Le 20è siècle a commencé fort.
Les fleurs du jardin affichaient alors des couleurs criardes: jaune, rouge, bleu et orange vifs, alignés avec géométrie, et dessinant une tapisserie basse, aveuglante pour nos yeux délicats du 21è siècle. Chaque année, salvias, tagètes, bégonias et impatiences, repiqués par une armée de jardiniers serviles, traçaient un motif différent, mais toujours raide et bruyant.
Etrange cet amour des couleurs éclatantes pour une époque prude qui abandonnait tout juste la crinoline et préférait encore les toiles sombres de Delacroix à celle de Monet qu'elle découvrait à peine. Les colonies et la découverte de la flore exotique chamarrée doivent y être pour quelque chose.

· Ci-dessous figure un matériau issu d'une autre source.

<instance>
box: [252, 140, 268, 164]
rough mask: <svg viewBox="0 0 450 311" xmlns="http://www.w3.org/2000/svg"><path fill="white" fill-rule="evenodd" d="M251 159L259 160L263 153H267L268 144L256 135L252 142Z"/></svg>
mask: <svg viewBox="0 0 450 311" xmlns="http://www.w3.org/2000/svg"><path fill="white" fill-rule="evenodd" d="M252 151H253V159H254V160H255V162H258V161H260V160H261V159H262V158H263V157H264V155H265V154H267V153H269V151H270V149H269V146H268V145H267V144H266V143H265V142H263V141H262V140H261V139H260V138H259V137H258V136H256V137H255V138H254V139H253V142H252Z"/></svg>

Avec G. Jekyll, tout a changé. L'impressionnisme, enfin apprécié et compris, a révélé la force des harmonies chromatiques soigneusement élaborées et le rôle des couleurs complémentaires. Les jardiniers "jekylliens" ont adoré les teintes tendres tellement mieux accordées à nos cieux gris. Les bleus, parme, lavande, roses et blancs, très délicatement relevés de gris ou de jaune pâle, acquièrent une force étonnante et subtile sous nos soleils timides. Fini aussi les alignements. Les plantes sont associées en bouquets et touffes qui se succèdent le long d'une promenade.
Parfois ils ont osé les couleurs chaudes, mais rien qu'une à la fois, noyée dans les feuillages.
Parce que le vert, teinte fondamentale de la nature, est devenu enfin une couleur à part entière au jardin. On le décline sous toutes ses formes et dans toutes ses variantes, dorées, pourprées ou grisées, pour mêler plus intimement les autres couleurs utilisées et les adoucir encore.
Depuis notre regard a évolué, il rejette violemment le style victorien suranné, mais un siècle plus tard, il reste toujours admiratif devant la délicatesse des associations initiées par G. Jekyll.